Explorers Club and Infiniti Celebrate Roy Chapman Andrews’ 1920s Gobi Desert Expedition with SUVs

Source: Infiniti.


The Explorers Club, Hong Kong Chapter (which for no real reason immediately brought to mind the Flying Elvises, Utah Chapter) and the Mongolian Institute of Paleontology and Geology (IPG) recently teamed up for a twenty day jaunt into the Gobi Desert to look for dinosaur fossil and to commemorate the 100th anniversary of Roy Chapman Andrews’ Central Asiatic Expedition.

Point of order here: On his trip to Mongolia one hundred years ago, Andrews was actually working as a spy for the U.S. Office of Naval Intelligence during World War I. His more famous Central Asiatic Expeditions, where his team from the American Museum of Natural History made so many important paleontological discoveries, including the first dinosaur egg fossils, began in 1922.

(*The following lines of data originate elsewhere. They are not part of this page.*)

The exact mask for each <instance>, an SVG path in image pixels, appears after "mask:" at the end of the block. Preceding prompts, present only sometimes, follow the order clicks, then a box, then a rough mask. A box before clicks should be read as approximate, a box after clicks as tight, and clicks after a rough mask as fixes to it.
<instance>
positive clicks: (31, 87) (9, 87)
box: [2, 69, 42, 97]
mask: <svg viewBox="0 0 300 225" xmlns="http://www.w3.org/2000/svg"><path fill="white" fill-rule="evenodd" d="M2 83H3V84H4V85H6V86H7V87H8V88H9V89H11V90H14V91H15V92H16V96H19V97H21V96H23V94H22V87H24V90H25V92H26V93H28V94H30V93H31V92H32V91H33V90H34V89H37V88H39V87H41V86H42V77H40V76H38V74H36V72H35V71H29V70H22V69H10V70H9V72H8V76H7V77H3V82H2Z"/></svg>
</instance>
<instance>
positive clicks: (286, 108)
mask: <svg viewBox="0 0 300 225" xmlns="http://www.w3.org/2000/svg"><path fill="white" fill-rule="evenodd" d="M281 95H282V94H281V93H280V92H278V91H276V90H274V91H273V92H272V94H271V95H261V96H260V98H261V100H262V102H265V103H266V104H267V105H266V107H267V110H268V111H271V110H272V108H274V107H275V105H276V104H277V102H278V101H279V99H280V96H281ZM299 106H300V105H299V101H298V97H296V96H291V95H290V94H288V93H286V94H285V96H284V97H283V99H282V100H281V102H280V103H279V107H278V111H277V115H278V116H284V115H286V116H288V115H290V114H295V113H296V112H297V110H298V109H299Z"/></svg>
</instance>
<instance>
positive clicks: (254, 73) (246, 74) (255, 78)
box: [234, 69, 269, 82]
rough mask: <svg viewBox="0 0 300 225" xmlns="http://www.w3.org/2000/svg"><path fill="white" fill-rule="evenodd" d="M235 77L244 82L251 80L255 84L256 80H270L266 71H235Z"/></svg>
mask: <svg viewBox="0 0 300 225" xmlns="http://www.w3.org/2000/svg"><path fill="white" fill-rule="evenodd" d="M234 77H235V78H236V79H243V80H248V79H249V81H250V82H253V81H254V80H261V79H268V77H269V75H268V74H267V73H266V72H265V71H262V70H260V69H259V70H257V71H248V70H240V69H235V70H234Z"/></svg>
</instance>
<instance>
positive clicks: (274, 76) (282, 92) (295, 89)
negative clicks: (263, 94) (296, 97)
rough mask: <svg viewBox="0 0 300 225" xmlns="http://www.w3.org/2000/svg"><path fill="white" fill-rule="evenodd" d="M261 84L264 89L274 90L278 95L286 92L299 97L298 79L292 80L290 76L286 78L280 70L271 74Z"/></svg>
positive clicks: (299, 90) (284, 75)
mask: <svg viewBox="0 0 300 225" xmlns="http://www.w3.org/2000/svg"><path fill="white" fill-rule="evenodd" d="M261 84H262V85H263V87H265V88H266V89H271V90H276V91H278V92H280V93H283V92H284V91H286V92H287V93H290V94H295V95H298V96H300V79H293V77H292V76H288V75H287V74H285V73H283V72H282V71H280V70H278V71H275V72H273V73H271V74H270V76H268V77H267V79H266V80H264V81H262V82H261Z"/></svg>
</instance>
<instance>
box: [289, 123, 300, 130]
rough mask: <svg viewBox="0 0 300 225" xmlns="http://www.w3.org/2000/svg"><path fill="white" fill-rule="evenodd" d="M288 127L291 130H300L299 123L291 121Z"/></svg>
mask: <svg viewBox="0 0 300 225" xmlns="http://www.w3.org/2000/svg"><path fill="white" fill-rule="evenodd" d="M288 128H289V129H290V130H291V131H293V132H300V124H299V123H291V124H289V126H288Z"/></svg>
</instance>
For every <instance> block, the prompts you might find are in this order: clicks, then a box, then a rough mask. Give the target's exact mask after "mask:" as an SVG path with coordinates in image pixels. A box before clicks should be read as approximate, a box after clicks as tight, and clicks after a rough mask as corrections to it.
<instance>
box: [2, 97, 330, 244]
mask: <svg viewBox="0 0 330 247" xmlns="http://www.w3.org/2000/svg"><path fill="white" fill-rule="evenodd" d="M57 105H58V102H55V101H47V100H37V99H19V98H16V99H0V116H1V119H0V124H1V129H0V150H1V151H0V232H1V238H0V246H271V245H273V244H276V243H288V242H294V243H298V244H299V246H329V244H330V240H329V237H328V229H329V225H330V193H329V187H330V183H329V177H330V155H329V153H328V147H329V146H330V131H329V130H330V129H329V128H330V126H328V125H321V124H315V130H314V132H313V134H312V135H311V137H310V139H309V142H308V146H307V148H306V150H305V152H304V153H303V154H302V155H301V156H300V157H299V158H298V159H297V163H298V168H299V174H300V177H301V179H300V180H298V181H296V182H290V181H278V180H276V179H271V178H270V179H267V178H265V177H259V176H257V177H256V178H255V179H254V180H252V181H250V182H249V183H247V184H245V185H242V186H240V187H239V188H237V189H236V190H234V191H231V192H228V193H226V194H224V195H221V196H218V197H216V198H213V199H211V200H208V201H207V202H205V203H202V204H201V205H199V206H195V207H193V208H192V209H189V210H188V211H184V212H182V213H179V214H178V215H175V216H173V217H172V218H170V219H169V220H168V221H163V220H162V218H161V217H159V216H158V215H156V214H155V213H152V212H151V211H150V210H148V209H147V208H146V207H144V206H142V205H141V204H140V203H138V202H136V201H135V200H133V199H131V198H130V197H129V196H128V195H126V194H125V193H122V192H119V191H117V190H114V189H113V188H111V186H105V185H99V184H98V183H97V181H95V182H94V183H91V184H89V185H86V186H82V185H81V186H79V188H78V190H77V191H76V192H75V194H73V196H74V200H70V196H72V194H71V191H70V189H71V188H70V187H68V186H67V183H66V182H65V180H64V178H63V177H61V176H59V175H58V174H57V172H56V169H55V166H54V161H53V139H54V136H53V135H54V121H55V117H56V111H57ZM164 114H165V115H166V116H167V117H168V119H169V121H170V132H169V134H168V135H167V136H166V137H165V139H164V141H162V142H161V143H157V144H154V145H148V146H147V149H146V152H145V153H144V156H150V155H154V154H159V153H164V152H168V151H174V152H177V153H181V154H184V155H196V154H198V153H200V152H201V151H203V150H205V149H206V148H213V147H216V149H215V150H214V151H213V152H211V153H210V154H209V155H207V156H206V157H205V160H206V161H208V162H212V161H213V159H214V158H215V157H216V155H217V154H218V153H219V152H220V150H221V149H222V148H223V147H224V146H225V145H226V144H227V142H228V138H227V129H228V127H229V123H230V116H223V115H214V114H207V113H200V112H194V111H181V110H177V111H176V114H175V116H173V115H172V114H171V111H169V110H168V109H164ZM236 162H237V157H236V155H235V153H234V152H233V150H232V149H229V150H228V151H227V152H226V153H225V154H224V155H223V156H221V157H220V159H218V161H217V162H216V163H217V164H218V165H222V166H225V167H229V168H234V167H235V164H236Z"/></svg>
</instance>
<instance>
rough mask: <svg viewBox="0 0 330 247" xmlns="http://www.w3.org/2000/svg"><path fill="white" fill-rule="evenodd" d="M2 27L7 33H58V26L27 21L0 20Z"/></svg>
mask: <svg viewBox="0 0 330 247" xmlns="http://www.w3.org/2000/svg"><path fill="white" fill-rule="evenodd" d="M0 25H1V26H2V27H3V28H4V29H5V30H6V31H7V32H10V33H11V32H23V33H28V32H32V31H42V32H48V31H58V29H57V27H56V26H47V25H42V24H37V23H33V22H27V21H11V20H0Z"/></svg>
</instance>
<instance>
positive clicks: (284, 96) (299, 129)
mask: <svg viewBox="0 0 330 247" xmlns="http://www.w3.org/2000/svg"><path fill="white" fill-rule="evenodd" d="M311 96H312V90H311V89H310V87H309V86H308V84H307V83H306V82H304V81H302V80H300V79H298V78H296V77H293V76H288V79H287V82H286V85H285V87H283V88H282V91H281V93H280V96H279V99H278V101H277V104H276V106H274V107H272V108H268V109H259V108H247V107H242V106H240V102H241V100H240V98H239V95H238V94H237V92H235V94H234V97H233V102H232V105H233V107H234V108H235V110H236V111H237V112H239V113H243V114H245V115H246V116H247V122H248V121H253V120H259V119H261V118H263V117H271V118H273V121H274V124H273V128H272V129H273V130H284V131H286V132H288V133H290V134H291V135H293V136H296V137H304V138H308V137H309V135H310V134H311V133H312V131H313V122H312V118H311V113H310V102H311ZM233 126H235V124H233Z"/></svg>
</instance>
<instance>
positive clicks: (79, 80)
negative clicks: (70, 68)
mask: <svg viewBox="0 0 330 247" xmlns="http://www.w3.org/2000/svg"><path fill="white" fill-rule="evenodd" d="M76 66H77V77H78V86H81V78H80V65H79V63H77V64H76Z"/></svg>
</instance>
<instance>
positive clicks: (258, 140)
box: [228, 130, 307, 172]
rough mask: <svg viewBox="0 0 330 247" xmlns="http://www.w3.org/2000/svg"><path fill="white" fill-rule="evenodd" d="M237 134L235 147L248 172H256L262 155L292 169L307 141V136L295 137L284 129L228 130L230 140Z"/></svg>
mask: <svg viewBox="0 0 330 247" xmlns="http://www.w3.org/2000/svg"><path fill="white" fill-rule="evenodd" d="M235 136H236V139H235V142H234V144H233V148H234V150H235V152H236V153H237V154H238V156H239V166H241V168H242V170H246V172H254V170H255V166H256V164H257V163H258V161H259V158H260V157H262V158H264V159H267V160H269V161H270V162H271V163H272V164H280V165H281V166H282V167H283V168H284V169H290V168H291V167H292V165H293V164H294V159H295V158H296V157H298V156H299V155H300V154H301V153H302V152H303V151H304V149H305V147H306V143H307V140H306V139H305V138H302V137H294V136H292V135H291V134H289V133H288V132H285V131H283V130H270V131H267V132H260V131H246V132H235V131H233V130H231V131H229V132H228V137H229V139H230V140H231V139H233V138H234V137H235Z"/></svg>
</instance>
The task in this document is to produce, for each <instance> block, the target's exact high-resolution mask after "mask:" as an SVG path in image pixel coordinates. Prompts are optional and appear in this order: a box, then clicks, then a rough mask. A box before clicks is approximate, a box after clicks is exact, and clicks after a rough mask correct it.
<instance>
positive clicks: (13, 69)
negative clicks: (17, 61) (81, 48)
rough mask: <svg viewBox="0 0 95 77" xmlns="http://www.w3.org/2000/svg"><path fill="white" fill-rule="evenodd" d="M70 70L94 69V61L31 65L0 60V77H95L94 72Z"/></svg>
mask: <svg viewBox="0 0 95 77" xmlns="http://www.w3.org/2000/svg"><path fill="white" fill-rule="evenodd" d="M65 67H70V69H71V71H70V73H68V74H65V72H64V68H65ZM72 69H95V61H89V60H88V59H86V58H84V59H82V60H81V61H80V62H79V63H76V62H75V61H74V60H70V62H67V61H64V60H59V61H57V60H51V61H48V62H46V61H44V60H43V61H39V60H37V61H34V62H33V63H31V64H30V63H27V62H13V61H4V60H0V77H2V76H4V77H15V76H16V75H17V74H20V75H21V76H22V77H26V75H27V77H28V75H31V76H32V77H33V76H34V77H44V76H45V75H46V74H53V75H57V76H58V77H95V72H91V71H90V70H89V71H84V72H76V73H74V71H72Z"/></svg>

That 1918 mission did result in valuable information that helped make his later scientific expeditions to Mongolia so successful – including his conviction that a motorized vehicle expedition was feasible.

Source: Infiniti.

For the 2018 trip, Infiniti provided three models of SUVs as transportation. Roy Chapman Andrews also used stock vehicles on his expedition, but he chose Dodge cars and Fulton one-ton trucks, in conjunction with a caravan of camels that stockpiled gasoline and other supplies along their route.

One of Roy Chapman Andrews’ motorized expeditions. Source: public domain
Source: Infiniti.

Media outlets that attended the recent trip include Maxim, the Robb Report, and Slashgear. Drones and satellite imagery were used to develop detailed maps, and 250 fossil localities and three possible new species were identified.